Member of the Kenyan Parliament
- In office 2008–2013
- Constituency: Bobasi

Personal details
- Born: 29 September 1943 (age 82) Bobasi, South Kavirondo, Kenya Colony
- Party: Orange Democratic Movement (2007 -2017) [Jubilee Party since 2017]
- Children: 5
- Alma mater: University of Nairobi (BCom)
- Occupation: Politician

= Christopher Obure =

Kenyan politician

Christopher Mogere Obure (born 29 September 1943) is a Kenyan politician. He belongs to the Jubilee Party and was elected on an ODM ticket to represent the Bobasi Constituency in the National Assembly of Kenya in the December 2007 parliamentary election.

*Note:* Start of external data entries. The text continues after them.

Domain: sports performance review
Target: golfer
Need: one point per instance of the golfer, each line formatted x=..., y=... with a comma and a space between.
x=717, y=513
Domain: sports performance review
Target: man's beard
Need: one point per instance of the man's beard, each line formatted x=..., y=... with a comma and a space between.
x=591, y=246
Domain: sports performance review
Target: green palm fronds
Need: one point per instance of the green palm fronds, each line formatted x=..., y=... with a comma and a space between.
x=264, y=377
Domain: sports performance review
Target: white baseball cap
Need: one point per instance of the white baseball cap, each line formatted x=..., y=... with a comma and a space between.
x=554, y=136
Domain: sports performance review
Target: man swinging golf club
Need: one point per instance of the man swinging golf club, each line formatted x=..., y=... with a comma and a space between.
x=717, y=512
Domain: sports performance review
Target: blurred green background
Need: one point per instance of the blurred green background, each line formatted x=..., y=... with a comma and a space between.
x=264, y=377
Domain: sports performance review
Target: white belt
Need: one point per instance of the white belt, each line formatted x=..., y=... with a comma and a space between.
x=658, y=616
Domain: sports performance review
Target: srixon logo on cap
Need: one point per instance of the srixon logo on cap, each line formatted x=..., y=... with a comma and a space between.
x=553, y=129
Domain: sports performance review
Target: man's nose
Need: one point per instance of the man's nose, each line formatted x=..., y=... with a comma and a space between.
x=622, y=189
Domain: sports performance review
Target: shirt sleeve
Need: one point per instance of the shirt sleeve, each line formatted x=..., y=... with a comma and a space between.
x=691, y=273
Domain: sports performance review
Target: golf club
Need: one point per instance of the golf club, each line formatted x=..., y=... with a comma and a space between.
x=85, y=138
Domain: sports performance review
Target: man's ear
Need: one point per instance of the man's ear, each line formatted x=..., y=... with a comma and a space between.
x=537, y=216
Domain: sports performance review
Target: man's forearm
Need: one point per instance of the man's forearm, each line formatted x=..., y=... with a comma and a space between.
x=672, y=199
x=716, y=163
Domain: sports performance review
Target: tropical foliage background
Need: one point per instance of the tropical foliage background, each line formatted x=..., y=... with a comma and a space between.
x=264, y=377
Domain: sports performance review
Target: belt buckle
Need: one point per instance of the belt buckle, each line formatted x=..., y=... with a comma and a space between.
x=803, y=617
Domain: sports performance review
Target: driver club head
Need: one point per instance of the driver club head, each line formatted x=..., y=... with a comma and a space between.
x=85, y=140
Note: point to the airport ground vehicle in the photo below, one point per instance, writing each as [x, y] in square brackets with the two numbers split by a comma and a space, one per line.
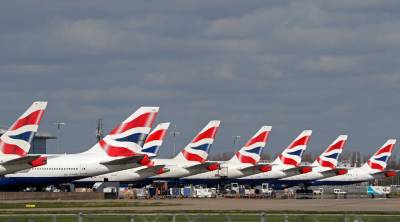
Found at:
[374, 191]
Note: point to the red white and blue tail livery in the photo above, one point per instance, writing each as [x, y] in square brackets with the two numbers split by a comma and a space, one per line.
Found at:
[198, 149]
[15, 143]
[329, 158]
[17, 139]
[120, 150]
[292, 155]
[155, 139]
[379, 160]
[127, 138]
[251, 151]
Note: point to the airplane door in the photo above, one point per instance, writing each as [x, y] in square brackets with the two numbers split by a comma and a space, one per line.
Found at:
[83, 169]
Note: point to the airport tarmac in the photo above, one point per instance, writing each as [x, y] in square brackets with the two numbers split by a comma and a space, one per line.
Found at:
[390, 206]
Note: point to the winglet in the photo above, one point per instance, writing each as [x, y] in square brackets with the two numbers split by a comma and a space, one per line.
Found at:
[155, 140]
[379, 160]
[127, 138]
[197, 150]
[251, 151]
[329, 158]
[293, 154]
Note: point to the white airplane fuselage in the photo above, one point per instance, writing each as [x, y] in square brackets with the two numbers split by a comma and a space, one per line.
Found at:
[64, 168]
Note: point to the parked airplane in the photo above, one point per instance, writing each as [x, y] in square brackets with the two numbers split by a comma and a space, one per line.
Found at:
[323, 167]
[150, 147]
[244, 162]
[374, 168]
[15, 143]
[192, 159]
[286, 164]
[119, 150]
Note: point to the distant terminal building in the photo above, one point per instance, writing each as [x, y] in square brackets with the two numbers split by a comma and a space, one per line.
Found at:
[38, 143]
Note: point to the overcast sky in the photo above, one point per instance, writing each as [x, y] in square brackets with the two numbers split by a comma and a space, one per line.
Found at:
[329, 66]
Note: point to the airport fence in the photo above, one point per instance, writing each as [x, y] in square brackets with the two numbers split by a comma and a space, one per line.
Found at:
[245, 217]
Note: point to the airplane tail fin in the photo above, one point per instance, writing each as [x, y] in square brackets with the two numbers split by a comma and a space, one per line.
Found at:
[251, 151]
[17, 139]
[329, 158]
[379, 160]
[197, 150]
[155, 139]
[127, 138]
[293, 154]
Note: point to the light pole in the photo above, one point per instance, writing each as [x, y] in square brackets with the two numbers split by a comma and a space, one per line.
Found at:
[59, 125]
[235, 140]
[174, 133]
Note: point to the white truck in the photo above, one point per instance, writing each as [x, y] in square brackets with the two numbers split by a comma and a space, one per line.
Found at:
[379, 191]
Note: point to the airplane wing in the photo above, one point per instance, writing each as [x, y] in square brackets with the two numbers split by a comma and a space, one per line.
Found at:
[24, 163]
[386, 173]
[297, 170]
[21, 160]
[255, 169]
[138, 159]
[152, 171]
[203, 167]
[333, 172]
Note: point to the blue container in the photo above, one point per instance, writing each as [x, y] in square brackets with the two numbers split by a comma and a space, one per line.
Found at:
[187, 192]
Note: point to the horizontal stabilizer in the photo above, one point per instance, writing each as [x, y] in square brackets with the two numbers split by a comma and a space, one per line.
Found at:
[385, 174]
[334, 172]
[140, 159]
[255, 169]
[203, 167]
[20, 161]
[297, 170]
[152, 171]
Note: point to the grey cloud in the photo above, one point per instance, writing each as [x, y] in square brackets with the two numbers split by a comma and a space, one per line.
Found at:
[329, 66]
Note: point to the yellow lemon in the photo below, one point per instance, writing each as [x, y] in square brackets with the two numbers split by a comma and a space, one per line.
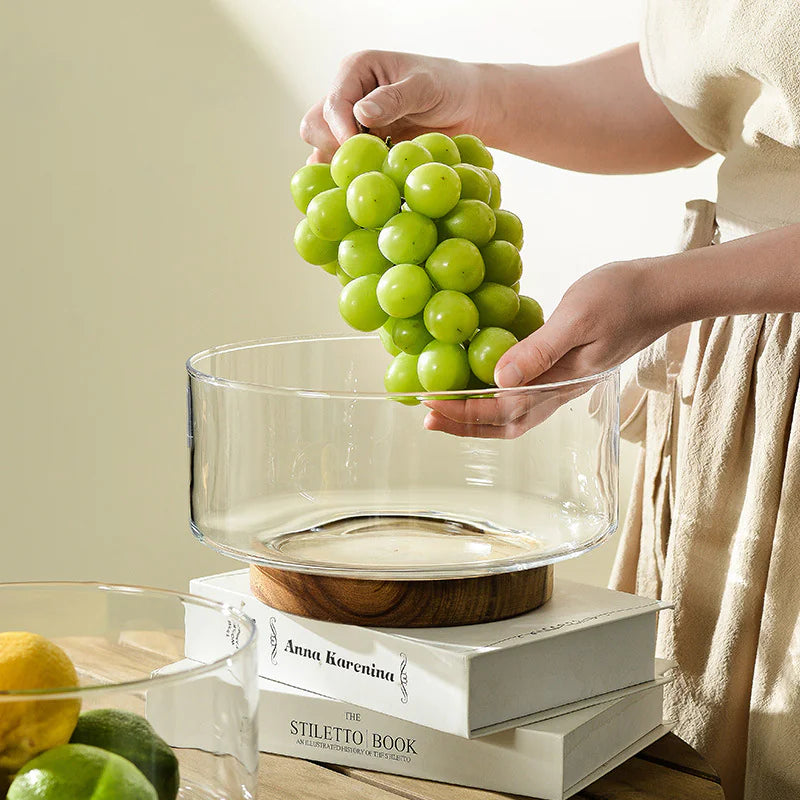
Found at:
[27, 727]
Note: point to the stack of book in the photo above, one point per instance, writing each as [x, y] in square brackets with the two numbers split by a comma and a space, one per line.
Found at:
[538, 705]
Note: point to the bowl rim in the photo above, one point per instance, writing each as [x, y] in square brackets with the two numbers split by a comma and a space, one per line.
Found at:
[200, 669]
[462, 394]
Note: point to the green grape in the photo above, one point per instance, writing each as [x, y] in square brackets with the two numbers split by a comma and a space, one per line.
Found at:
[385, 334]
[485, 351]
[441, 147]
[331, 267]
[474, 183]
[475, 382]
[308, 182]
[401, 376]
[402, 158]
[443, 367]
[432, 189]
[494, 183]
[497, 305]
[508, 228]
[450, 316]
[469, 219]
[310, 247]
[473, 151]
[502, 261]
[358, 304]
[411, 335]
[529, 318]
[327, 215]
[359, 255]
[403, 290]
[372, 198]
[456, 264]
[407, 238]
[360, 153]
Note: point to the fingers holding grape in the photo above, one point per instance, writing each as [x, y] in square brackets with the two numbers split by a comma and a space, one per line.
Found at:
[429, 261]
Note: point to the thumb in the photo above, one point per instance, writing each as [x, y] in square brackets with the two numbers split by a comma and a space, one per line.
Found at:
[387, 104]
[533, 356]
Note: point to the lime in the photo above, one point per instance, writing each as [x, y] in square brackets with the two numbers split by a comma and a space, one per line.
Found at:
[27, 727]
[132, 737]
[80, 772]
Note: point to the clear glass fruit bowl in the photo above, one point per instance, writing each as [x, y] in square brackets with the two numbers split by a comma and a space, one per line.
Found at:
[301, 461]
[117, 637]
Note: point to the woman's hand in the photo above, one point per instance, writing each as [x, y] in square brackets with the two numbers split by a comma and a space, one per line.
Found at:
[394, 94]
[604, 318]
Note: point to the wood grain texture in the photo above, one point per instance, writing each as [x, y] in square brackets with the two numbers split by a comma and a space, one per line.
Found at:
[638, 779]
[403, 604]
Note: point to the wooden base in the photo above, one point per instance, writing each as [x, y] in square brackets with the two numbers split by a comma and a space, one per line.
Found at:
[403, 604]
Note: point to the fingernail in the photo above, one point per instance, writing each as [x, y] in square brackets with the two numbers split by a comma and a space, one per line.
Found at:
[509, 376]
[370, 109]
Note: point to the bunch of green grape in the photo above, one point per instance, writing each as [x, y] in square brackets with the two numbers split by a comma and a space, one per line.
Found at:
[425, 255]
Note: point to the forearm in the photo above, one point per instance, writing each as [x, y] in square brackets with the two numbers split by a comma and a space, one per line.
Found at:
[756, 274]
[598, 115]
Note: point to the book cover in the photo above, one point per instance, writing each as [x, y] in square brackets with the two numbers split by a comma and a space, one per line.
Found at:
[551, 760]
[469, 680]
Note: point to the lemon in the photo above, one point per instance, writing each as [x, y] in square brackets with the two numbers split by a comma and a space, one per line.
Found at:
[80, 772]
[27, 727]
[132, 737]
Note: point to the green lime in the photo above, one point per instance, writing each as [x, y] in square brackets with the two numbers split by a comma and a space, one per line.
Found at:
[132, 737]
[80, 772]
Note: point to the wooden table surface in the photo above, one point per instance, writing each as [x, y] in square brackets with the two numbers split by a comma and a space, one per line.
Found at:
[667, 770]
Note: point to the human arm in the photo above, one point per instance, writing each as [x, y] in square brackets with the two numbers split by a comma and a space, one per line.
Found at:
[611, 313]
[598, 115]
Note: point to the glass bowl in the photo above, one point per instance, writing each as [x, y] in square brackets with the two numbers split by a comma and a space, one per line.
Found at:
[117, 637]
[300, 460]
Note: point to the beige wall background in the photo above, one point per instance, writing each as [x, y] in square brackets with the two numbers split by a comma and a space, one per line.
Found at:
[145, 153]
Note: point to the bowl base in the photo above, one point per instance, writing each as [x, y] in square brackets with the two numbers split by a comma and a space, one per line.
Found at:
[403, 603]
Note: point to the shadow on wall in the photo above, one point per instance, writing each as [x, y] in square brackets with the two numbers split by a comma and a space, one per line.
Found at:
[145, 215]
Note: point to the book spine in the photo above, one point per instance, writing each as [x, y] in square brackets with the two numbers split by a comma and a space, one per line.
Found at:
[531, 761]
[394, 675]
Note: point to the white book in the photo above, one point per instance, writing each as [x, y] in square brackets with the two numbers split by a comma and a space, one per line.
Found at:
[469, 680]
[551, 760]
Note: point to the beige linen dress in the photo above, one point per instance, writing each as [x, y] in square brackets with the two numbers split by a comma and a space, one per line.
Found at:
[714, 522]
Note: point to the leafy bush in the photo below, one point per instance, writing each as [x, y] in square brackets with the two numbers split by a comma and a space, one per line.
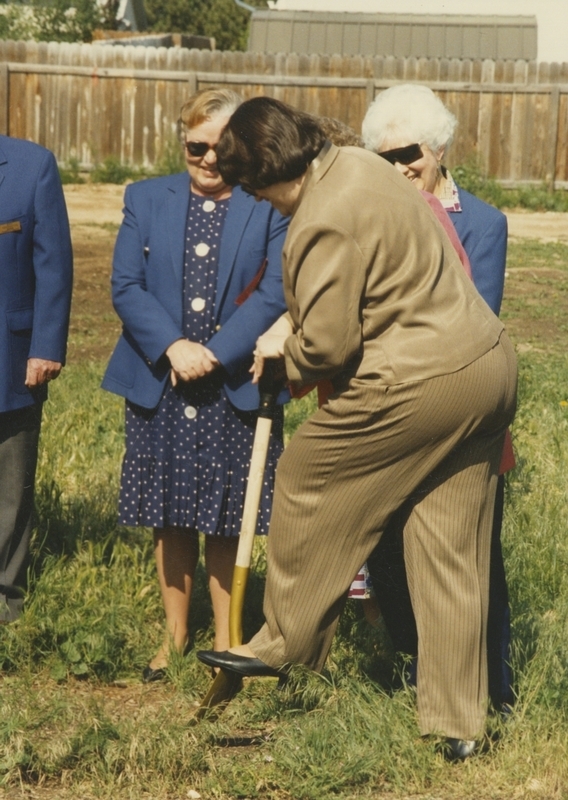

He was born in Boigesa Village on 29 September 1943. He worked for Bata Shoe Company and Kenya Breweries Limited (now East Africa Breweries) before joining politics.In 2017, he joined Jubilee Party to contest for gubernatorial seat where he lost to incumbent, James Ongwae. In 2022, he again contested for gubernatorial seat on Jubilee ticket and again lost to Simba Arati of ODM . He was the Minister of Public Works in the Government of National Unity. He was the first Senator of Kisii County. Obure is also well remembered as the first non-Luo player to be recruited in Gor Mahia F.C, and was among the squad which played during the club's inaugural season in 1968 and 1969.